Fi‘il Shahih dan Mu‘tal: Mitsāl, Ajwaf, Nāqish, dan Lafīf
Huruf ‘illat و ا ي menjelaskan banyak perubahan dalam tasrif.
Konsep inti
- Shahih meliputi salim, mahmūz, dan mudha‘‘af.
- Mu‘tal mitsāl memiliki huruf lemah di awal, ajwaf di tengah, nāqish di akhir.
- Lafīf memiliki dua huruf ‘illat: terpisah atau berdampingan.
Contoh dan analisis
| Contoh Arab | Arti | Analisis |
|---|---|---|
| كَتَبَ | menulis | Shahih salim. |
| وَعَدَ | berjanji | Mu‘tal mitsāl. |
| قَالَ | berkata | Ajwaf. |
| دَعَا | berdoa | Nāqish. |
Cara mempraktikkan
- Baca contoh Arab dengan suara jelas.
- Tandai unsur yang menjadi tema artikel.
- Sebutkan tanda atau pola yang membuktikannya.
- Terjemahkan hubungan maknanya, bukan kata per kata saja.
Latihan cepat
- كَتَبَ: tentukan bentuk/fungsi dan jelaskan tandanya.
- وَعَدَ: tentukan bentuk/fungsi dan jelaskan tandanya.
- قَالَ: tentukan bentuk/fungsi dan jelaskan tandanya.
Lihat kunci jawaban
- كَتَبَ: Shahih salim.
- وَعَدَ: Mu‘tal mitsāl.
- قَالَ: Ajwaf.
Latihan menuju membaca kitab
Ambil tiga kalimat pendek dari kitab berharakat.

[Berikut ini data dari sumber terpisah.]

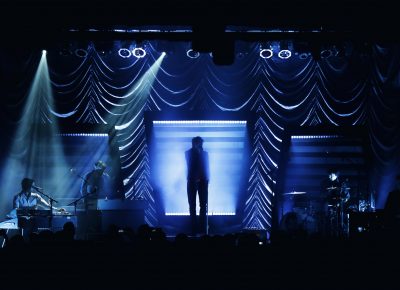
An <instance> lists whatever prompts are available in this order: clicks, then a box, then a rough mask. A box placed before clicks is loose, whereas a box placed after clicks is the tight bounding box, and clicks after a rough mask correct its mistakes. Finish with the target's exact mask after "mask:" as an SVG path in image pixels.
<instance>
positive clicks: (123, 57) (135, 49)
mask: <svg viewBox="0 0 400 290" xmlns="http://www.w3.org/2000/svg"><path fill="white" fill-rule="evenodd" d="M99 53H100V54H104V52H103V51H100V52H99ZM60 54H61V55H65V56H66V55H69V53H67V52H64V51H61V52H60ZM74 54H75V55H76V56H77V57H81V58H85V57H87V56H88V54H89V52H88V50H87V49H84V48H77V49H75V51H74ZM146 54H147V53H146V50H145V49H144V48H142V47H135V48H134V49H132V50H130V49H128V48H120V49H119V50H118V55H119V56H120V57H122V58H129V57H131V56H133V57H136V58H143V57H145V56H146Z"/></svg>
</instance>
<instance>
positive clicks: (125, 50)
mask: <svg viewBox="0 0 400 290" xmlns="http://www.w3.org/2000/svg"><path fill="white" fill-rule="evenodd" d="M118 55H119V56H120V57H122V58H128V57H131V55H132V53H131V51H130V50H129V49H127V48H120V49H119V50H118Z"/></svg>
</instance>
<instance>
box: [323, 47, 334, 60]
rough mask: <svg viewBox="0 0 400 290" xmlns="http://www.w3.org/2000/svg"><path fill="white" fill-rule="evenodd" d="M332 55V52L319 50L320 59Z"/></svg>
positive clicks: (326, 49)
mask: <svg viewBox="0 0 400 290" xmlns="http://www.w3.org/2000/svg"><path fill="white" fill-rule="evenodd" d="M331 55H332V51H331V50H330V49H323V50H321V58H328V57H330V56H331Z"/></svg>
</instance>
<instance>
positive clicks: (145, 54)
mask: <svg viewBox="0 0 400 290" xmlns="http://www.w3.org/2000/svg"><path fill="white" fill-rule="evenodd" d="M132 54H133V56H134V57H137V58H143V57H145V56H146V50H144V48H141V47H135V48H134V49H133V50H132Z"/></svg>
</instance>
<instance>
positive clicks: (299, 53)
mask: <svg viewBox="0 0 400 290" xmlns="http://www.w3.org/2000/svg"><path fill="white" fill-rule="evenodd" d="M309 55H310V53H308V52H302V53H299V58H300V59H307V58H308V56H309Z"/></svg>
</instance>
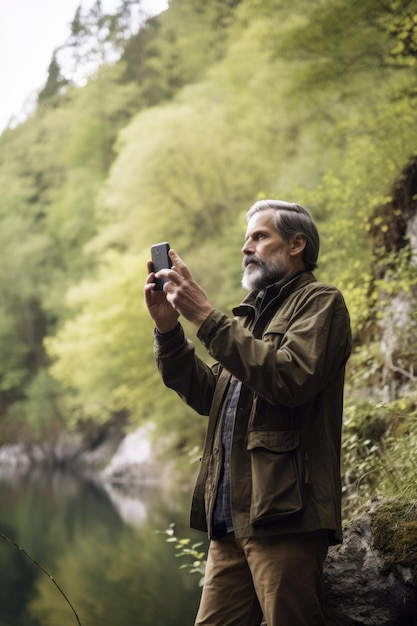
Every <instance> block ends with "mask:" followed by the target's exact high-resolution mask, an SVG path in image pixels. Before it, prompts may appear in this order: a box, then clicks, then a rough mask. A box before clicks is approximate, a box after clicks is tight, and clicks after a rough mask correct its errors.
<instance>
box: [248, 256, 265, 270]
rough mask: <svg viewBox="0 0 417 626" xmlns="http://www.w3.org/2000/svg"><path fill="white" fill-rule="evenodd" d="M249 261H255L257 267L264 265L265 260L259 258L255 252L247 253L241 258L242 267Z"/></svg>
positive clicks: (255, 263)
mask: <svg viewBox="0 0 417 626" xmlns="http://www.w3.org/2000/svg"><path fill="white" fill-rule="evenodd" d="M249 263H255V265H259V267H265V265H266V264H265V261H263V260H262V259H260V258H259V257H258V256H257V255H256V254H248V255H247V256H245V258H244V259H243V267H247V266H248V265H249Z"/></svg>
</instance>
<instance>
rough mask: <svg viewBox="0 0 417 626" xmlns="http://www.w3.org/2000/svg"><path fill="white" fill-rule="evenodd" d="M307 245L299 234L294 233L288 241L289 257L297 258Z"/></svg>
mask: <svg viewBox="0 0 417 626" xmlns="http://www.w3.org/2000/svg"><path fill="white" fill-rule="evenodd" d="M306 245H307V239H306V237H305V236H304V235H302V234H301V233H295V235H294V236H293V237H291V239H290V243H289V246H290V255H291V256H297V255H301V254H302V253H303V251H304V248H305V247H306Z"/></svg>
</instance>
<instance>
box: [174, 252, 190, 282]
mask: <svg viewBox="0 0 417 626" xmlns="http://www.w3.org/2000/svg"><path fill="white" fill-rule="evenodd" d="M169 256H170V258H171V261H172V265H173V266H175V270H176V271H177V273H178V274H179V275H180V276H182V277H183V278H192V276H191V272H190V270H189V269H188V267H187V266H186V264H185V263H184V261H183V260H182V259H181V257H180V256H179V255H178V254H177V253H176V252H175V250H172V249H171V250H170V251H169Z"/></svg>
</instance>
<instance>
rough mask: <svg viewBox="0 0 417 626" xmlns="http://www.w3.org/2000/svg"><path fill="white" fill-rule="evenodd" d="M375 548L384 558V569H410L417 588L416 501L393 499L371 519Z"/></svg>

Tandai unsur yang sesuai tema, tuliskan alasan, lalu cocokkan dengan guru atau kitab syarah. Ulangi dengan teks tanpa harakat setelah polanya dipahami.
Ringkasan
Huruf ‘illat و ا ي menjelaskan banyak perubahan dalam tasrif. Penguasaan terbentuk ketika pembaca mampu menemukan kaidah pada teks baru, bukan sekadar mengulang definisi.